Today, she believes times are "needy," and so Saturday -- her 97th birthday -- she headed to the polls for the first time.

Raines was chauffeured to and from the event in a white Cadillac. She got a hug from an election worker. Supervisor Laura Chapman escorted her to an electronic voting machine, stayed with her and then walked with her to the ballot box.

"It was beautiful," Raines said. "She was with me, and I didn't even get nervous."

Getting her to the W.E. Hunt Community Center took plenty of talking, but it was Hugh Moore, whom Raines looked after while he was a boy, who finally persuaded her. Raines considers Moore's family "something special."
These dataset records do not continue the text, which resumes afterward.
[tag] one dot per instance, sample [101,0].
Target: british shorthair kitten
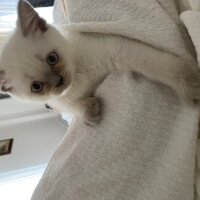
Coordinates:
[41,63]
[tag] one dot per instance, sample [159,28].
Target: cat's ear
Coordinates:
[29,20]
[4,88]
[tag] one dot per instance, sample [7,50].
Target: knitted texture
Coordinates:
[144,147]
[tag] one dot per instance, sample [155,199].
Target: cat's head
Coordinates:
[34,63]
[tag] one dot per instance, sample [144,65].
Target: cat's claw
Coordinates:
[92,113]
[191,86]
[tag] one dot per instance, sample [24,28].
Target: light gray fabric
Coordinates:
[144,147]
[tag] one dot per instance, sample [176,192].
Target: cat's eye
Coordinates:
[37,86]
[52,58]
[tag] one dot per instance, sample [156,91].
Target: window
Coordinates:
[20,184]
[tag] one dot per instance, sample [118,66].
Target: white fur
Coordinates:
[89,58]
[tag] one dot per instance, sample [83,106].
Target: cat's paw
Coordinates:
[92,114]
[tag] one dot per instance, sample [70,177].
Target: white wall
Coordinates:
[36,132]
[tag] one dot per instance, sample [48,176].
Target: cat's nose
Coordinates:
[54,79]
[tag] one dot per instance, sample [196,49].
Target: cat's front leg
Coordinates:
[89,109]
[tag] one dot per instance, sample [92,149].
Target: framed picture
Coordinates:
[5,146]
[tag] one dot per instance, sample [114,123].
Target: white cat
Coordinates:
[63,70]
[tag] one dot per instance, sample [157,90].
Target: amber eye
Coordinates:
[52,58]
[37,86]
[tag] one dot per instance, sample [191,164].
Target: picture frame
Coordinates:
[6,146]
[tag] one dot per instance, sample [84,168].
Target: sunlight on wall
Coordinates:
[20,189]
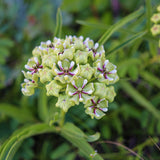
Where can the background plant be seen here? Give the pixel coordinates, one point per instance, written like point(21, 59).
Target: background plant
point(134, 115)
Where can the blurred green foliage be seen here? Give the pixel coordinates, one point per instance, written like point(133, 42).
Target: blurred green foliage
point(132, 118)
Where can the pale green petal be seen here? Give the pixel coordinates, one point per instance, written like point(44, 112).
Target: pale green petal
point(49, 60)
point(28, 88)
point(64, 102)
point(75, 99)
point(110, 94)
point(81, 57)
point(45, 75)
point(86, 71)
point(68, 54)
point(70, 90)
point(89, 88)
point(53, 88)
point(100, 90)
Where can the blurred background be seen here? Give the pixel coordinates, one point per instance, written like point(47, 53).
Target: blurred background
point(133, 118)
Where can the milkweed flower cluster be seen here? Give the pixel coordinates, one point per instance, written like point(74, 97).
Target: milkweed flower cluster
point(156, 20)
point(74, 70)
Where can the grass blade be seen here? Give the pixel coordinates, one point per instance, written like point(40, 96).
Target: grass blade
point(58, 29)
point(118, 25)
point(127, 42)
point(140, 99)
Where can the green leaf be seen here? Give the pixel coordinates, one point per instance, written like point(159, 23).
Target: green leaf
point(77, 138)
point(60, 151)
point(6, 42)
point(140, 99)
point(8, 148)
point(150, 78)
point(126, 43)
point(58, 29)
point(94, 137)
point(118, 25)
point(148, 13)
point(42, 105)
point(22, 115)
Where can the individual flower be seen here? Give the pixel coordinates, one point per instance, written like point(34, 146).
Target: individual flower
point(79, 90)
point(65, 70)
point(158, 8)
point(28, 87)
point(45, 75)
point(64, 102)
point(106, 72)
point(86, 71)
point(33, 65)
point(96, 107)
point(155, 29)
point(53, 88)
point(155, 18)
Moore, 49, his 17-year-old son, and his 82-year-old mother escorted Raines to the polls.

Born in 1911, Raines was raised on a tobacco farm. She had four children before her husband died in 1946. All of her children went to college; now she has 15 grandchildren.

Most of those standing in line to vote weren't even half Raines' age. She stood quietly, holding a stack of bills and other forms of identification in her left hand. It took about 20 minutes for her to register and vote.

"It's a needy time, and I have been kept for this time, but I didn't know it," Raines said. "We're needy for the right person." Whom that person is, she was not telling.

Raines considered her first voting experience an "honor and a blessing" and plans to do it again in November. She hopes others will do the same.